[sheepdog] [RFC] create onode before uploading object completed

Mon Jan 6 10:30:49 CET 2014

On Mon, Jan 06, 2014 at 05:16:22PM +0800, Robin Dong wrote:
> Hi All,
> 
> At present, the implemention of swift interface for creating object in
> sheepdog is:
> 
> 1. lock container
> 2. check whether the onode with same object name is exists.
> 3. unlock container
> 4. upload object
> 5. create onode
> 
> this sequence have a problem: if two clients uploading same objects
> concurrently, it will create two
> objects with same names in container.To avoid duplicated names, we must put
> "create onode"
> operation in container lock regions.
> 
> Therefore we need to change the processes of creating object to:
> 
> 1. lock container
> 2. check whether the onode is exists.
> 3. allocate data space for object, and create onode, then write it done
> 4. unlock container
> 5. upload object
> 
> this routine will avoid uploading duplicated objects.
> 
> There is an exception on the new routine: if the client halt the uploading
> progress, we will have a
> "uploading uncompleted" onode.
> I think this problem is easy to solve: we can add code for onode to
> identify its status.
> A new onode will be set to "INIT", and after uploading completed, the onode
> will be set to  "COMPLETED".
> So, when users try to use swift interface to GET a "uncompleted" object,
> sheep will find out the onode is
> "INIT" which means "not completed", so sheep will return "partial
> content"for http request, and user could
> DELETE the object and upload it again.
> 
> 
> Is there any suggestion for this new design ?
> 

I think this RFC would mean much more than solving the problem. It baisicly
changes the PUT semantics for simultaneous PUT and GET semantics a bit.

"
The Amazon's semantic of simultaneous PUT:

Amazon S3 never adds partial objects; if you receive a success response, Amazon S3 added the entire object to the bucket.

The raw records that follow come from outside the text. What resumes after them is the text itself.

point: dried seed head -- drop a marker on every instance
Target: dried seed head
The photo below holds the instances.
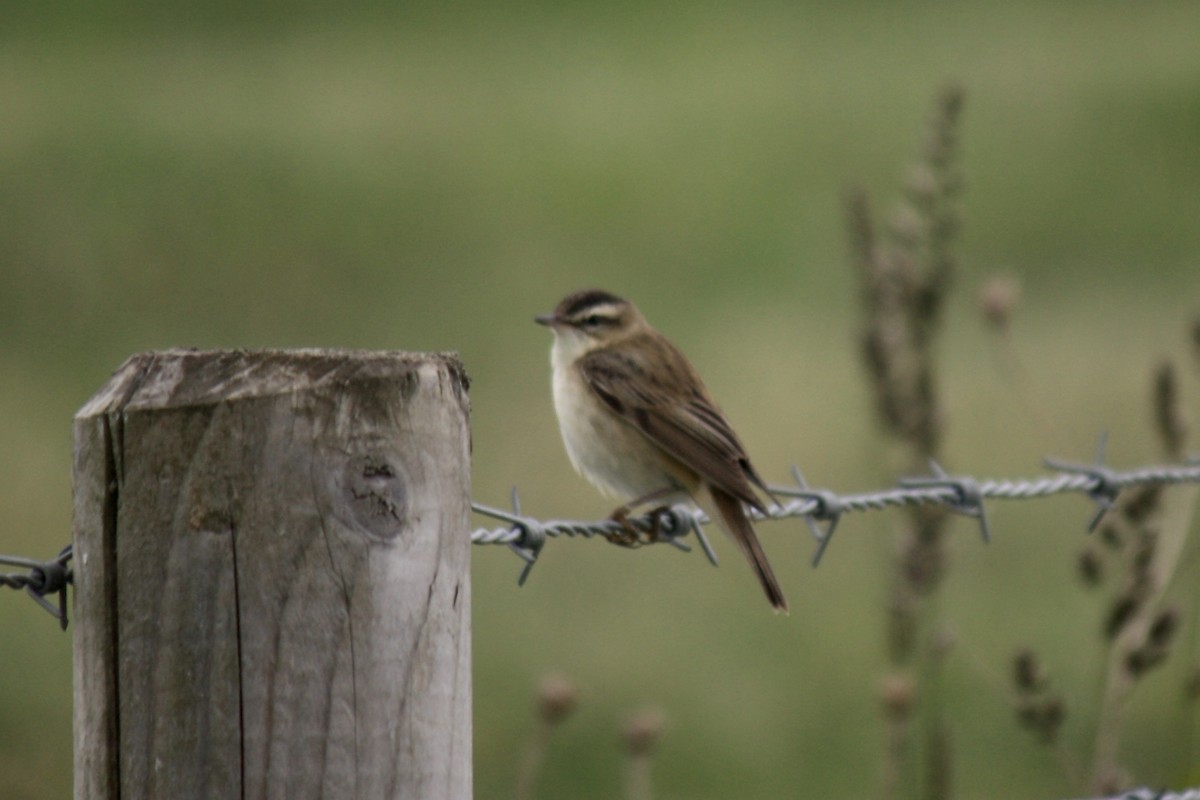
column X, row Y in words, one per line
column 898, row 696
column 642, row 732
column 557, row 698
column 1163, row 629
column 999, row 298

Amazon S3 is a distributed system. If it receives multiple write requests for the same object simultaneously, it overwrites all but the last object written. Amazon S3 does not provide object locking; if you need this, make sure to build it into your application layer or use versioning instead.
"

But with this RFC,
- we add a basic object locking for multiple write, that only *first* one can
  succeed.
- we add an extra error code for GET, that it can 'partial content' error code
  if the object is not fully created.

This change looks good to me because
- we don't need to handle partial write (due to power failure, system error, etc)
  and return 'partial content' to client directly
- save client from taking care of putting the same objects and make sure only
  the earlist put will succeed.

How others think of it?

Thanks
Yuan